A user-controlled thermal chair for an open plan workplace: CFD and field studies of thermal comfort performanceThis study aims to improve user comfort and satisfaction regarding the thermal environment in the open plan office, which is a current challenge in the workplace addressed by limited research. The main difficulty in an open plan setting is that changing the room temperature in an area affects all occupants seated nearby. This issue in addition to individual differences in perceiving the thermal environment create a great challenge to satisfy all occupants in the workplace. This study investigates the application of an advanced thermal system, a user-controlled thermal chair, which allows individual control over their immediate thermal environment without affecting the thermal environment and comfort of other occupants. The performance of the chair was further analysed through Computational Fluid Dynamics (CFD) simulations providing a detailed analysis of the thermal distribution around a thermal chair with a sitting manikin. The results indicated that user thermal comfort can be enhanced by improving the local thermal comfort of the occupant.
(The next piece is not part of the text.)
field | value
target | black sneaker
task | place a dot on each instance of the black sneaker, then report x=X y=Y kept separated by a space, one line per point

A prototype of an office chair equipped with thermal control over the seat and the back was produced and examined in an open plan office in November in Leeds, UK. Forty-five individuals used the chair in their everyday context of work and a survey questionnaire was applied to record their views of the thermal environment before and after using the chair. The results of the field study revealed 20% higher comfort and 35% higher satisfaction level, due to the use of thermal chair. Thermal measurements showed acceptable thermal conditions according to the ASHRAE Standard 55-2013. Over 86% of the occupants set the temperature settings of the seat and the back of the chair between 29 °C and 39°. 82% of the occupants expressed their satisfaction level as “satisfied” or “very satisfied” regarding the performance of the thermal chair. The thermal chair energy consumption was relatively low (0.03 kW) when compared with that of typical personal heaters, which are about 1–1.5 kW. Further research is recommended to improve the design and application of the thermal chair to improve user overall thermal comfort and also further reduce energy consumption.